Friday, July 6, 2012

Catching Up

Oh what a summer it’s been. Pre-camp and staff training were LONG days and there wasn’t much to update. Despite the 12-14 hour days of busy-ness, I still found several opportunities each day to take Olivia and Griffin out to the field to play. The weather was mild and didn’t rain much, so in between playing, they were content to alternate between laying on the couch and sunning themselves outside. I leave my door open from the time we get up until it gets too buggy to keep in open at night, so they have total freedom to come and go.

Griffin hanging out with some of the staff on a break

The first week of camp was wonderful. No matter how much I talk about Olivia and Griffin being camp dogs and loving their lives at camp, I sometimes forget just how much they enjoy kids and thrive on the attention. During activity periods, they stay in my house or in my office because otherwise they like to join in kickball or make their way to the archery field and they tend to be a bit distracting. During in between times, I usually have them on their leashes to prevent them from stealing the 4-square ball or scaring any kids who are unsure of them. There were about 10 kids who took on the responsibility of dog walker that week and so I pretty much just hung out and watched them surround my dogs and pet them and talk to them. They dogs love it, are very well behaved when kids walk them and everyone was happy.
Griffin with some campers

Olivia hanging out with her biggest fan at camp
 After dinner, there is a 30 minute period when cabins can do anything they want and for the youngest two cabins (7 and 8 year olds) that time was “chase Griffin and Olivia on the field” time. I brought the dogs to the field to chase their ball and then 10-12 seven year olds would join in. By the end of the half hour, campers and dogs were both worn out and the counselors and I were mutually happy with the energy burned off.

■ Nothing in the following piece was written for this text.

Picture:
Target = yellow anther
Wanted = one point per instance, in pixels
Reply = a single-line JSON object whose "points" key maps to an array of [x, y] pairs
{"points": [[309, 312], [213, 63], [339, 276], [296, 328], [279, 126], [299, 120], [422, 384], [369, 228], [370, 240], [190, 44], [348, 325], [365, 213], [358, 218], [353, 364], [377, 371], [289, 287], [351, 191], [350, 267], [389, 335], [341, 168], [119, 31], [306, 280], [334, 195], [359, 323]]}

The summer was off to a wonderful start and then the lake flooded. The water was really high and then it rained and then there was a flood. The water level is 9 feet higher than usual and our camp on a peninsula turned into an island and I watched for a week as more and more of the edges of the property got swallowed up. I cancelled the second week of camp and then the third and fourth sessions as well.

Exhausted after a long day of playing

Bored without any campers to play with

June 23-29, a handful of staff and I stayed at camp to make sure nothing floated away and to try to barricade buildings against the water. I had plenty of time to take the dogs to the field to play, so they were mostly satisfied, although I think they were a little confused why there were no kids to play with them.

The water crested on Friday (June 29) and has been receding slowly. We left camp for a week of rest on Sunday (July 1) and will return on Monday (July 9).

This week has been incredibly difficult for Olivia and Griffin. I have been reminding myself over and over that they are not going to die of boredom or crabby-ness, but I am stressed out every time I look at them.

First of all, the weather has been record breaking (it was 100 degrees yesterday) and it feels like an oven outside. It’s difficult to breathe and miserable to move. My house is refrigerator cool at 70 degrees and so the puppies have been prisoners inside. Olivia wants to go out, but after 5 minutes of laying outside, even she barks to get back inside. I

It’s been 5 days without chasing her ball and Olivia is so sad that I think she could be on a homeless animal commercial (the kind with the Sarah McLaughlin music in the background that I have to turn off the second it comes on tv). I feel anxious and terrible and like the worst bulldog mom alive, but there’s nothing I can do about it. I’ve tried walking them twice, but we only went one block and then we had to turn around.

Griffin is content to enjoy the air conditioning and chew on one of the many chew treats he has, but even he’s looking a little sad. He’s an incredibly social dog and I think he misses the staff and kids and enormous amount of attention he’s used to.

I know there are dogs that are abused, neglected, don’t have enough to eat, are sick or injured and have actual difficult lives. My very pampered, very spoiled dogs are not having their every desire met this week and are miserable and I feel SO guilty. But they will persevere and we will be back to camp soon and they can forget about this week of torture.